RCMC’s Thinking With is a conversational series that makes a commitment to a certain kind of collaborative criticality. This project complements several of our existing initiatives, as well as our attentiveness to the notion of “togetherness.” Thinking With arises out of the NMVW’s mission to contribute to world citizenship. For us, this ambition involves reflecting on how we might live with and among others in the world in more just and equitable ways, but also in ways that acknowledge that we do so ‘from’ drastically different subjectivities and vantage points. Thinking With then offers a form of joined-up problem solving that imagines a future that we can only fashion together. As such, Thinking With is a series that includes book talks, conversations with authors and makers, and specialists in the many fields that inform museum practice.

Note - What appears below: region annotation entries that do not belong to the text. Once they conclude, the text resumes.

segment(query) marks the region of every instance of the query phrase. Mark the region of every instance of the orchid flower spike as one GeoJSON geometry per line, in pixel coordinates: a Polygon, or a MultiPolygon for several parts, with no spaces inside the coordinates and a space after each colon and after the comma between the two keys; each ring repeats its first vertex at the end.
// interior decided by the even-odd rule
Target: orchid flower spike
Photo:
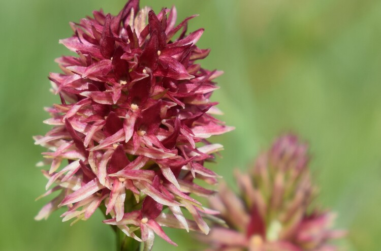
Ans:
{"type": "Polygon", "coordinates": [[[42,197],[59,193],[36,219],[61,207],[75,222],[104,208],[105,223],[148,247],[154,233],[175,244],[162,226],[207,234],[202,216],[215,212],[189,195],[214,193],[194,182],[217,182],[204,163],[223,146],[206,139],[233,128],[209,100],[222,72],[196,63],[210,51],[196,45],[204,29],[187,33],[196,16],[176,25],[174,7],[156,14],[138,0],[93,15],[70,24],[73,36],[59,42],[78,55],[57,58],[63,72],[49,76],[60,103],[46,109],[54,127],[35,139],[50,166],[42,197]]]}
{"type": "Polygon", "coordinates": [[[335,215],[311,206],[316,189],[307,146],[294,135],[278,138],[248,173],[236,173],[236,195],[223,184],[210,200],[226,226],[215,225],[208,251],[336,251],[330,244],[345,231],[331,229],[335,215]]]}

We draw on Mireille Rosello’s notion that companionship between and among societal actors, especially those who have different positions within our society, can only but be disorienting. Yet this companionship may, as Ariella Aïsha Azoulay suggests, provide us with methodologies to “unlearn imperialism.” For this reason, we actively seek out companions who challenge us, as an attempt not to reproduce ourselves, but to push ourselves and each other to create more equitable and just futures. This involves practices of de-centring, of provincializing ourselves, as we practice forms of worlding that take each other seriously. Ultimately then, the Thinking With series takes companionship as an assemblage of people, objects, and texts, so that we courageously ask ourselves to think all of our social actors—animate and inanimate—as part of the entangled unequal  world we grapple with. In so doing, the project explores the notion of companionship and disorientation, not to deepen hierarchies, but rather as a way of fostering a more humane and unprejudiced world.